The big boys begin arriving for the Stock Show's premier event

Improvements at the center have made drop-offs much easier, exhibitors say.

FORT WORTH -- Tuesday was moving day at the Stock Show, and like many others, Amy Vance wanted to get an early start.

The agriculture teacher at Grapevine High School showed up about 8 p.m. Monday and spent the night in a parking lot, waiting to get in.

At 7 a.m. Tuesday, the gate opened and the daylong procession of trailers along University Drive began. Fort Worth police lined up the trailers in groups along one side of University throughout the day.

But the backup wasn't as long as in other years, thanks to an expansion of the parking area behind the cattle barns.

Arriving Monday still wasn't good enough to get Vance to the front of the line, but she wasn't complaining.

"We waited awhile, but it could have been worse," Vance said. "There were already 24 ... in front of us, but it moved smoothly. It's been much better this year with the changes they've made."

With the modifications, the pickups and cattle trailers had more room to maneuver, said Stefan Marchman, the show's livestock manager.

"They're getting in and out much quicker," Marchman said. "We believe the wait times and drop-off times will be much better this year for everybody."

The steer competition had a record 3,000 entries, but Marchman said 1,500 to 1,800 would actually show up.

Larry Eubank of Italy, in Ellis County, was the ninth person through the gate Tuesday and said the changes were a significant improvement.

Eubank, 55, arrived about 5:45 a.m. Monday and sat all day to be one of the first on the grounds.

His daughter, Bailey, is back in school while Eubank handles the move-in.

"I've been coming since I was 5, and this was the smoothest I've ever seen," Eubank said. "What was taking two hours is taking about 45 minutes this year."

Jeffrey Osbourn and his 12-year-old daughter, Hannah, left their home in San Saba about 3:30 a.m. and got to Fort Worth by dawn. They were in the barn by 10 a.m., and Hannah was fussing over her steer, Scooby. Her father is a former county extension agent, so Hannah said he was making sure she did everything right.

For Vance, 28, bringing city kids to the Stock Show was a new experience.

She taught last year at Mount Pleasant in East Texas but discovered that students in Grapevine and Colleyville were often getting their first experience around livestock.

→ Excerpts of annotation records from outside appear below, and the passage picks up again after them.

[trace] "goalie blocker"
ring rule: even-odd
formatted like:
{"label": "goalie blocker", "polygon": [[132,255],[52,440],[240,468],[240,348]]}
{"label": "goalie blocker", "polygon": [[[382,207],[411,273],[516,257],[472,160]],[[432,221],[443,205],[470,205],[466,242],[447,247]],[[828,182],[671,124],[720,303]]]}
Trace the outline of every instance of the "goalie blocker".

"It is hard teaching somebody that has never seen a cow or a sheep," Vance said. "In East Texas, I could just refer to something you've seen at somebody's farm down the road, but here I have to show them a video."

But there is a huge upside.

The students in Grapevine and Colleyville don't take it for granted.

"They appreciate it more," Vance said. "They haven't grown up around them, so they're excited. They can't keep them at home. They have to keep them at the barn at school, but they're up there all the time taking care of them. They don't blow it off like some of the kids in the country did."

Lauren Wade, 16, a junior at Grapevine High, is showing a steer for the first time at the Stock Show.

Vance has been a huge help, said Wade, who is anxious about showing Shiner, her European crossbred, on Friday.

"This is like a big deal," Wade said. "It's scary but I can't wait."